Eating dinner early, no dessert, and no post-dinner snacking. A large, late meal and eating into the evening makes getting my blood sugars under control before bed almost impossible (and with bedtime being as early as 9:00 some nights, it's important to get a head start!). Special indulgences are not out of the question, but better if they occur early in the day and infrequently.
Low carb meals. I'll still eat brown rice, potatoes, granola, whole grain toast, fruit, and a variety of carbohydrates, but just try to do so in smaller quantities. I plan on treating myself to my favorite salads, vegetable dishes, and plenty of meat.

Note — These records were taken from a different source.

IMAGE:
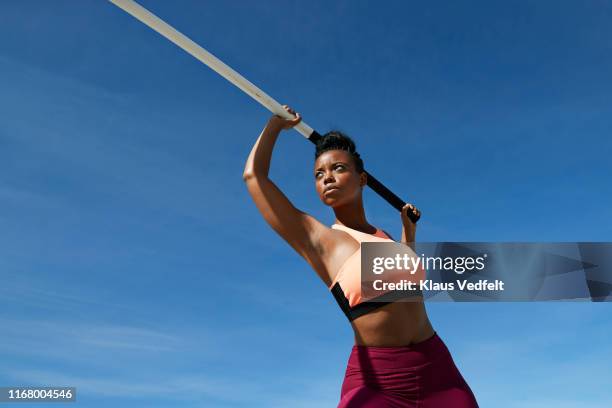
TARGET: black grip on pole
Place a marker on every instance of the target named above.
(378, 187)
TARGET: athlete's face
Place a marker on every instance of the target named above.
(336, 178)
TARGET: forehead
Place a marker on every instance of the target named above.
(332, 156)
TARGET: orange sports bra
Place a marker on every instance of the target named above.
(346, 286)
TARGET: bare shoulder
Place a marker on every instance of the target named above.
(332, 248)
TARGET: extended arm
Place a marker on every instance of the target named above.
(299, 229)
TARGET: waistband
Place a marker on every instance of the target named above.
(414, 355)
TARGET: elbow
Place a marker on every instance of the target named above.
(247, 176)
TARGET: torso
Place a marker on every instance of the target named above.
(396, 324)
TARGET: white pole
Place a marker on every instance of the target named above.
(157, 24)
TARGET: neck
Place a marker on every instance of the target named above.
(352, 215)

Walking. Fortunately for me, I have a 14-month old that loves to be taken around the block in a Radio Flyer wagon. This gives me a good excuse to get moving, daily. When I was pregnant with my first baby, I was working and tried to get up early or walk during my lunch break.
Swimming. My son, grandpa, and I all love going to the pool. So we spend some time there a few times a week. I did not have the benefit of a pool membership the first time around, but am really enjoying it this time.

The last of my "responsible choices" hits home more closely, and challenges me the most of all. It also brings me to my reflections on the second of my doctor's visits this week, a visit to my endocrinologist, and a discussion about blood sugar management. I have always been extremely proactive and hands-on in the management of my blood sugars - and frequently, to my benefit. I am not afraid to adjust my own pump settings as necessary. In fact, during my last pregnancy, I usually simply reported my plans to my OB and my endocrinologist and they said, "sounds good." This suited my independent, "don't tell me what to do" attitude quite well. Now I am with a new endocrinologist who does things a little differently. I am struggling to come to grips with a provider that wants to be more hands-on with my blood sugar management, but in case you have the same fears that I do, let me tell you why I think it's good for me (and may be for you, too).

No matter how good you are at controlling your blood sugars, you could probably do it better. I do not intend this as an insult, though that is usually the way I hear it coming from anyone else. Instead, though, I have to remind myself that the point is improvement to my health, NOT "proving" myself as competent. When I saw that my doctor intended to be very hands-on with my blood sugars, I had to move my ego over and acknowledge that there probably is room for improvement.
A different perspective might help you hone your skills, or highlight problems that you didn't really think were problems. Again, instead of thinking of my doctor's suggestions as just plain criticism (which it almost never is), I have to look at it as striving towards improvement.
Just try it. If you are concerned about a recommendation, just try it for a few days. You may be surprised. Or you may not, and then you can decide how to proceed - talking to your doctor, maybe changing them back, and if your doctor thinks you're full of it but that doesn't make you feel better, finding another doctor.